The comparison matrix
Nineteen tools across the four layers, on the five dimensions that decide interoperability and cost. yes and no are read from each vendor's own documentation; partial denotes tier-limited, proxy-based, ingest-only, or unconfirmed-native. Pricing model is the column to read at scale, not the headline price. The full machine-readable matrix is in data.json.

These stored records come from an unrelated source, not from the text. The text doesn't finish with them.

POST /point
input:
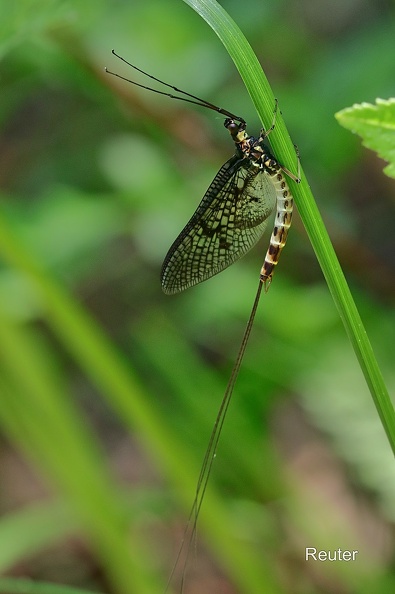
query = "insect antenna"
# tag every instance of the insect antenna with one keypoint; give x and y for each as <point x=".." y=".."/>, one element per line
<point x="193" y="98"/>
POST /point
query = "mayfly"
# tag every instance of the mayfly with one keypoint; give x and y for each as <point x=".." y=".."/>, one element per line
<point x="228" y="222"/>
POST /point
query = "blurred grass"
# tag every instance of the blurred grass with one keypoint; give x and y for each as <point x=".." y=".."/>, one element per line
<point x="96" y="181"/>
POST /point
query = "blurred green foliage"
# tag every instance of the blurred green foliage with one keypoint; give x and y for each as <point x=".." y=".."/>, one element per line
<point x="96" y="180"/>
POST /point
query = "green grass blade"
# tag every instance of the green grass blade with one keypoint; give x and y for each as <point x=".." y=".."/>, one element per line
<point x="263" y="99"/>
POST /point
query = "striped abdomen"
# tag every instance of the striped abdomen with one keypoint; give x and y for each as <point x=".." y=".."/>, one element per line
<point x="282" y="224"/>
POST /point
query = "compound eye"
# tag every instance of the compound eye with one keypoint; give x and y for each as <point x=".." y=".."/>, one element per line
<point x="231" y="126"/>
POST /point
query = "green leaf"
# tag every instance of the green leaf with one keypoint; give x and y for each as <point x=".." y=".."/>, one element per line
<point x="263" y="97"/>
<point x="375" y="124"/>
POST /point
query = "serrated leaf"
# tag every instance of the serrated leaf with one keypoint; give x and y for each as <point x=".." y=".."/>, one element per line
<point x="376" y="126"/>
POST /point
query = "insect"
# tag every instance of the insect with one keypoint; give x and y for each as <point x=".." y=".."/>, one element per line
<point x="228" y="222"/>
<point x="233" y="213"/>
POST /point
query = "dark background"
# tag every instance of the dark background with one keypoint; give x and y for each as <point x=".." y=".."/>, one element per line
<point x="97" y="178"/>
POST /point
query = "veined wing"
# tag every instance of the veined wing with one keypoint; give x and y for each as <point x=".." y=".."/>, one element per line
<point x="229" y="220"/>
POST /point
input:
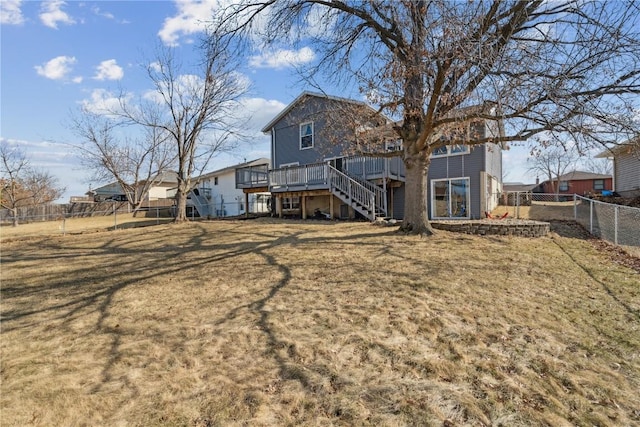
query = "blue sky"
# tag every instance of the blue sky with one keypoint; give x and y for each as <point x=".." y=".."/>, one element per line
<point x="57" y="56"/>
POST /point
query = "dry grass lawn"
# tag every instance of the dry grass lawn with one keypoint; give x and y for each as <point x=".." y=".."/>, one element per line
<point x="269" y="322"/>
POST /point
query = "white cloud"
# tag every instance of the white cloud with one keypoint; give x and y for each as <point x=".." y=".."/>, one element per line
<point x="58" y="68"/>
<point x="261" y="111"/>
<point x="52" y="13"/>
<point x="96" y="10"/>
<point x="10" y="12"/>
<point x="108" y="70"/>
<point x="101" y="101"/>
<point x="282" y="58"/>
<point x="191" y="18"/>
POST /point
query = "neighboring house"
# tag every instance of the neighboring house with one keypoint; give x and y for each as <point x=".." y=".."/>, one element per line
<point x="314" y="175"/>
<point x="626" y="167"/>
<point x="577" y="182"/>
<point x="161" y="188"/>
<point x="216" y="193"/>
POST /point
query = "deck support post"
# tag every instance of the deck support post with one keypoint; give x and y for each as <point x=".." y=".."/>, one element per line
<point x="304" y="207"/>
<point x="331" y="206"/>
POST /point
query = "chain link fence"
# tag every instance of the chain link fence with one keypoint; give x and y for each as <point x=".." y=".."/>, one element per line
<point x="62" y="223"/>
<point x="617" y="224"/>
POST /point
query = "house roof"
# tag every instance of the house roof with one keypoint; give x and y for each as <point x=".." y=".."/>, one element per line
<point x="299" y="99"/>
<point x="518" y="186"/>
<point x="257" y="162"/>
<point x="619" y="149"/>
<point x="581" y="175"/>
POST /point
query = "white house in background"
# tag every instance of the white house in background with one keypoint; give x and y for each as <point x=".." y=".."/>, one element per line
<point x="626" y="167"/>
<point x="163" y="187"/>
<point x="216" y="195"/>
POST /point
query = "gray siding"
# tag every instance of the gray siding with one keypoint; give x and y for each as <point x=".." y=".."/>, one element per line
<point x="398" y="202"/>
<point x="627" y="170"/>
<point x="286" y="133"/>
<point x="493" y="154"/>
<point x="461" y="166"/>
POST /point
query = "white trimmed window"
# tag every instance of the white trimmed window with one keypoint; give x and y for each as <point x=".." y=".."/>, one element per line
<point x="450" y="198"/>
<point x="450" y="150"/>
<point x="598" y="184"/>
<point x="306" y="135"/>
<point x="291" y="203"/>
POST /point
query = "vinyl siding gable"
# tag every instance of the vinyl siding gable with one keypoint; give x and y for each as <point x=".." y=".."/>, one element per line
<point x="286" y="134"/>
<point x="627" y="170"/>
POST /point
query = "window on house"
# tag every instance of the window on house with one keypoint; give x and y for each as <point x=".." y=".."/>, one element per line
<point x="598" y="184"/>
<point x="291" y="203"/>
<point x="393" y="145"/>
<point x="450" y="150"/>
<point x="306" y="135"/>
<point x="440" y="151"/>
<point x="450" y="198"/>
<point x="458" y="149"/>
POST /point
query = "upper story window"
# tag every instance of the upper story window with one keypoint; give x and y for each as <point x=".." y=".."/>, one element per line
<point x="598" y="184"/>
<point x="306" y="135"/>
<point x="450" y="150"/>
<point x="393" y="145"/>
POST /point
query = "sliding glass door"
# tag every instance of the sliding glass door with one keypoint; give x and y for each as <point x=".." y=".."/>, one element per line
<point x="450" y="198"/>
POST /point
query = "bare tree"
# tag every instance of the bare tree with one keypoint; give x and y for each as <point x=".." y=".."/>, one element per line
<point x="21" y="185"/>
<point x="567" y="68"/>
<point x="599" y="166"/>
<point x="197" y="113"/>
<point x="136" y="164"/>
<point x="553" y="162"/>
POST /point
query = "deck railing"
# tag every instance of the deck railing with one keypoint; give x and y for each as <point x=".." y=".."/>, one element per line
<point x="354" y="192"/>
<point x="252" y="176"/>
<point x="299" y="176"/>
<point x="374" y="167"/>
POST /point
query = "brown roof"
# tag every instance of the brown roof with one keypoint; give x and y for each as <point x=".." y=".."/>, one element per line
<point x="581" y="175"/>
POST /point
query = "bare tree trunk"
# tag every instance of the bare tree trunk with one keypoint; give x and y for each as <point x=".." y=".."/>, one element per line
<point x="181" y="205"/>
<point x="14" y="215"/>
<point x="416" y="220"/>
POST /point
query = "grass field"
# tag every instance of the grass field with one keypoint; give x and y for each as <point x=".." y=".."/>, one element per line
<point x="269" y="322"/>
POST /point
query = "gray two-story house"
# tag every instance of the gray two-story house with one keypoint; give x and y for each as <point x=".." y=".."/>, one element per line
<point x="314" y="173"/>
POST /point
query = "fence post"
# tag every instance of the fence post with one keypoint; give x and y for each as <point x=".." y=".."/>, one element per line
<point x="591" y="216"/>
<point x="615" y="225"/>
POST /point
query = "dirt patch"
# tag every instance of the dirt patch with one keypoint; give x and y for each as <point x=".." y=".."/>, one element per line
<point x="617" y="254"/>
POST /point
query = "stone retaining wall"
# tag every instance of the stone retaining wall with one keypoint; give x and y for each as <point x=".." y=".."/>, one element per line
<point x="524" y="228"/>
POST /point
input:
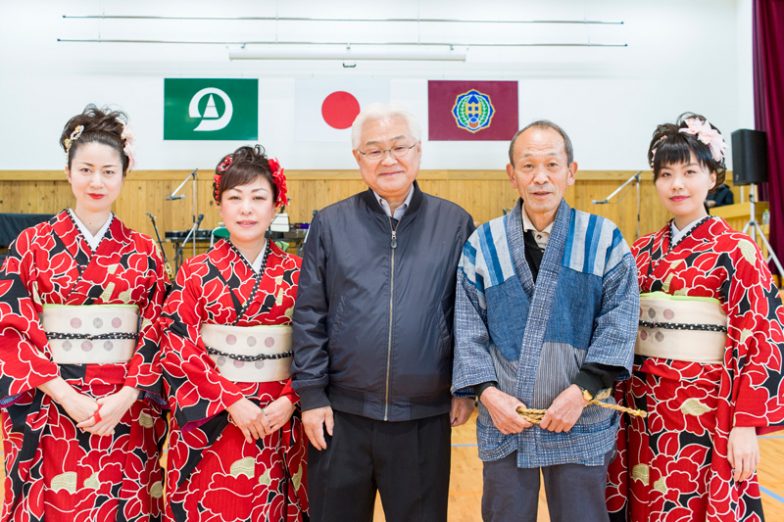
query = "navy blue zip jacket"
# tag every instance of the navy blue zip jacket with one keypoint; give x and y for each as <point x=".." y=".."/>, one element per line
<point x="373" y="317"/>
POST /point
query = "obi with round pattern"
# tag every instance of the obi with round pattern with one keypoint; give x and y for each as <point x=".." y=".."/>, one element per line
<point x="249" y="353"/>
<point x="91" y="334"/>
<point x="683" y="328"/>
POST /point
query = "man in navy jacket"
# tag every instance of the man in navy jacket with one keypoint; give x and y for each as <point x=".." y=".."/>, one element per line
<point x="373" y="335"/>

| Tool | Layer | OTel-native | Self-host | Open source | Pricing model | Eval / Guardrails built in |
|---|---|---|---|---|---|---|
| Portkey | Gateway +obs +guardrails | yes | yes | Apache-2.0 core | usage (per log) | guardrails + observability |
| LiteLLM | Gateway | yes | yes | OSS + Enterprise | free OSS / Enterprise quote | routing only |
| Cloudflare AI Gateway | Gateway | partial | no (cloud only) | no | free (with Workers) | no |
| Kong AI Gateway | Gateway | yes | yes | core OSS, AI plugins paid | Enterprise license | policy-level |
| OpenRouter | Gateway (aggregator) | partial | no (cloud only) | no | flat 5.5% on credits | no |
| AIMLAPI | Gateway (aggregator) | partial | no (cloud only) | no | usage (pay-as-you-go) | no |
| Langfuse | Observability +eval | yes (v3) | yes | MIT | usage (per unit) | eval + prompt management |
| LangSmith | Observability +eval | partial (late) | partial (enterprise) | no | seat + per-trace | eval |
| Helicone | Observability +gateway | partial | yes | OSS | usage (per request) | light eval |
| Arize Phoenix | Observability +eval | yes (OpenInference) | yes | OSS | free OSS / usage | eval |
| Traceloop / OpenLLMetry | Observability | yes (reference) | yes (library) | Apache-2.0 | free library / platform | platform only |
| Datadog LLM Observability | Observability | yes (GenAI convention) | no (cloud only) | no | usage (per span) | eval |
| Maxim | Evaluation +obs +gateway | yes (Bifrost) | partial (enterprise) | Bifrost Apache-2.0 | usage / Enterprise | observability + guardrails |
| Braintrust | Evaluation +obs | partial (ingests OTLP) | partial (enterprise) | no | usage / Enterprise | observability |
| Promptfoo | Evaluation | no (not the focus) | yes (local-first) | OSS | free OSS / Enterprise | red-team |
| DeepEval / Confident AI | Evaluation +obs | yes | partial (OSS library only) | DeepEval OSS | usage (cloud) | observability (cloud) |
| Prediction Guard | Guardrails +inference | yes (events) | no (hosted) | no | usage / Enterprise | eval-style checks |
| Guardrails AI | Guardrails | yes (telemetry) | yes | Apache-2.0 | free OSS / Pro | validation |
| NeMo Guardrails | Guardrails | no | yes | Apache-2.0 | free OSS | rails only |
Pricing models and OTel status reflect each vendor's public documentation as of June 2026 and change often; verify on the vendor's own page before a purchase decision. The narrative companion to this dataset is The LLMOps Stack 2026.
Methodology
Each cell is read from the vendor's own public documentation, GitHub repository, or pricing page as of June 2026. OpenTelemetry support is marked yes (native) only where confirmed from the tool's own docs; partial denotes tier-limited, proxy-based, ingest-only, or unconfirmed-native. Vendor performance claims (for example latency benchmarks) are not encoded here.
The dataset tracks five dimensions: otel_native, self_host, open_source, pricing_model, and eval_guardrails_built_in, plus each tool's primary layer and the layers it spans. Rankings and the four-layer reference model were fixed before any monetization check; there is no paid placement. Defunct (HumanLoop) and acquired (Protect AI) products are excluded from the live comparison.